In short, Patterson provides lots of ammunition to the party faithful and those conservative members of the military (who, it could be reasonably argued, constitute a significant majority of the DoD) disgusted by left-leaning politics.
The downfall of Reckless Disregard is not in the message but the delivery. The text is peppered with various usages of the word “liberal” as an epithet, and Patterson frequently uses folksy wink-wink rhetoric to push points that could have been made more effectively by logic and figures alone. It is designed to be a paean to the conservative masses, but from the book title onward it will probably alienate any centrist who inadvertently picks it up.
Which is a shame, because Patterson makes some worthwhile arguments about the national ignorance-is-bliss attitude to security and defense of the 1990s (for which Republicans are certainly not immune from criticism) and America’s unwillingness to acknowledge that a grave danger was looming closer on the horizon than we imagined.
The most effective parts of the book are not when Patterson mines the conservative press for pithy quotes, but those in which he does some primary research. He tells of a flight crew’s personal encounter with Senator Kerry and his staff on a flight from Cambodia to Vietnam to Malaysia, in which Kerry manages to: insult the pilot, eat the crew’s lunch, complain about the heat (in southeast Asia!) and insist on taking off while the crew is checking a mechanical problem. In another part, Patterson tells the story of how President Clinton (Commander in Chief, let’s not forget) couldn’t tell the difference between an air force lieutenant and a major. He also tells how Senator Hillary Clinton visited Afghanistan and Baghdad and proceeded to tell the troops about her misgivings about the administration’s force-projection policies — remarks which were almost instantly broadcast by al-Jazeera. These anecdotes speak volumes about the attitudes of some members of the liberal policymaking community toward the military, and although they are to some extent peripheral, they do go to the center of Patterson’s thesis.
In March of this year, an article appeared in NewsMax.com which made Patterson really mad. NewsMax, a right-leaning wire service/news aggregator, carried a story about (what else?) John Kerry in his Vietnam days; it was one of the earlier manifestations of the firestorm that would later become the “swift boat veterans…” brouhaha in fever pitch today.
The part of the piece which stuck in Patterson’s craw was this:
[Kerry] also seems ready to play the “chicken hawk” card against Republicans. He told George Stephanopoulos on ABC’s “This Week,” “I don’t know what it is that all these Republicans who didn’t serve in Vietnam or fighting any war have against us who did.”
“Well, sir, I’ll see your four months in Vietnam and raise you the twenty years I spent serving as an Air Force pilot flying in conflicts as far-ranging as Grenada, Somalia, Bosnia, and Haiti.

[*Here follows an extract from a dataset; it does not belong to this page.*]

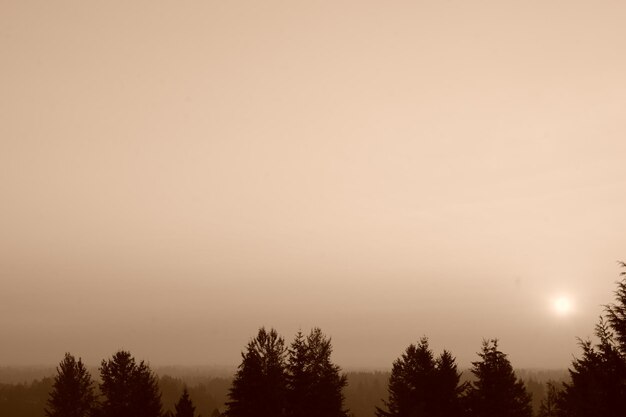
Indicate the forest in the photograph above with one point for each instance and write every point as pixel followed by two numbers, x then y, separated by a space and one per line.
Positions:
pixel 299 379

“What I have against you, to be concise, is your post-Vietnam War treason, your complete and demonstrated lack of support for the U.S. military in your nineteen years in the Senate, and my expectation that you will return our national defense to the criminally ineffectual days of the Carter and Clinton administrations.”
Although this passage appears on page 153 — three pages from the end — this outburst captures the overall tone of Reckless Disregard, which is, not to put too fine a point on it, venomous. Given the way things are playing out in American politics today, maybe this isn’t surprising. But it is unfortunate.